Following recent heavy fighting in northern Shan State, all the planned Salween dam sites in Burma now lie directly in active conflict zones. The Salween Watch Coalition is therefore demanding an immediate halt to all plans to build dams on the Salween River in Burma. This applies directly to the Governments and Corporations of China and Thailand as well as the new Government of Burma
On March 13, 2011, Burma’s military regime broke its 22-year-old ceasefire with the Shan State Army- North, and mobilized over 3,500 troops to launch a fierce attack in central Shan State, shelling civilian targets, committing gang-rape, and displacing thousands of civilians. The fighting has now spread across northern Shan State, to areas adjoining the two planned upper Salween dam sites.

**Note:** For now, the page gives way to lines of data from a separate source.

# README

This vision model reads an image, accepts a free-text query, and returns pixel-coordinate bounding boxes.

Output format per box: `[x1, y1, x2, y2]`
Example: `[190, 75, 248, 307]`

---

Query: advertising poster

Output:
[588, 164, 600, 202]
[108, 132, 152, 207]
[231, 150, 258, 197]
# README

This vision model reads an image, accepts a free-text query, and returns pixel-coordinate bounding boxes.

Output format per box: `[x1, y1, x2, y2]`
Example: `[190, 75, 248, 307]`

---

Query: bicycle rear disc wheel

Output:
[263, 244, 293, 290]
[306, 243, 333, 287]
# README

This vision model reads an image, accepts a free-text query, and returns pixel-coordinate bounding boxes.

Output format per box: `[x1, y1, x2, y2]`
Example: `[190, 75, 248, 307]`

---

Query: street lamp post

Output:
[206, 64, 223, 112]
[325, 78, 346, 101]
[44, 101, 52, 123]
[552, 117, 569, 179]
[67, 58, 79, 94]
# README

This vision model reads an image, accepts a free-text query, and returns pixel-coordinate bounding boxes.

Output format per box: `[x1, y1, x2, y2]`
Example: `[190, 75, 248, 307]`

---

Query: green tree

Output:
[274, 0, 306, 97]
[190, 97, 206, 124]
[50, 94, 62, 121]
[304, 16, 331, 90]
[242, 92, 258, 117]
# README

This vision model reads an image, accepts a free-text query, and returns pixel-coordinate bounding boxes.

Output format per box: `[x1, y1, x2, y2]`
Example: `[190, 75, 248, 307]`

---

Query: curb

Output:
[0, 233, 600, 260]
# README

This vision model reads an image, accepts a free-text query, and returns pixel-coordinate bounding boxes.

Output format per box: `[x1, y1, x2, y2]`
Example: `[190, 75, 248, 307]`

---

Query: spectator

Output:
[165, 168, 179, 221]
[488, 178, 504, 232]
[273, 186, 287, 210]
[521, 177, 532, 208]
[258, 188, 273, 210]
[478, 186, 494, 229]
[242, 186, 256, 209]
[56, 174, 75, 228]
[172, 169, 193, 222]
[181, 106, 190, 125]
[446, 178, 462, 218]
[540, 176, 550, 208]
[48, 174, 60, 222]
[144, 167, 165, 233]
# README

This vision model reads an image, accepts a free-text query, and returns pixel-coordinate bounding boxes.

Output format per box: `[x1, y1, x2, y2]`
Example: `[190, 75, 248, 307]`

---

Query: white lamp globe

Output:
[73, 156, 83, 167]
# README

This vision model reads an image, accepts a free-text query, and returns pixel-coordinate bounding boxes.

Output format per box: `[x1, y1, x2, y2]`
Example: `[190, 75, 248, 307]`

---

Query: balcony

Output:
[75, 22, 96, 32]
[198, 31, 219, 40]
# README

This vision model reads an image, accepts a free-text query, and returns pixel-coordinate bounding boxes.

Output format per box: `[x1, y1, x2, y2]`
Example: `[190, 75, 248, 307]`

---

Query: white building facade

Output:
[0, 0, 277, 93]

The attack is part of a systematic campaign by the regime to wipe out all ethnic resistance forces, including ceasefire groups, which have refused to come under their control prior to the November 2010 election. Since the election, fighting has intensified in Karen, Karenni and southern Shan States, around the five other planned dam sites along the Salween, and now has spread to northern Shan State.
The dangers of dam building in Burma’s war zones should be evident to Thai and Chinese investors. It is impossible to adhere to meaningful dam building standards when communities are silenced by violence. Apart from the direct security risks to dam building personnel, investors risk their reputations by partnering with a regime that is fuelling escalating conflict.
We are encouraged that the Thai government has since 2010 called for further studies into the impacts of the Hatgyi dam in Karen State, including its human rights impacts. This is a welcome first step into a proper process of transparency and accountability around the planned Salween dams. However, the Thai government and Thai companies are simultaneously proceeding with plans to build the giant Tasang dam in southern Shan State. Only days after Burma’s election, on November 11, 2011, Thailand’s EGAT International and China’s Three Gorges Group Corporation signed an MOU with Burma’s military
rulers to develop the Tasang dam, increasing the investment to 10 billion USD. New surveys are currently being carried out in the area, under heavy armed military escort. There has been no transparency around this process whatsoever.
In March 2011 Chinese government officials stated they were carrying out detailed research into the upstream and downstream impacts of the 13 dams they are planning on the Nu (Salween) River in China, and that if “a single problem” was found they would not move into the construction phase. Again this is welcome news, but it strongly raises the question why China is not delaying its plans to build dams in Burma where there are a multitude of unresolved problems, including an ongoing civil war.
There is therefore no consistency to investors’ standards in implementing the dams along the Salween River. The latest escalation of conflict in Burma should serve as a wake-up call to governments and investors to start abiding by internationally recognized dam standards, and immediately halt their plans to build dams on the Salween River in Burma.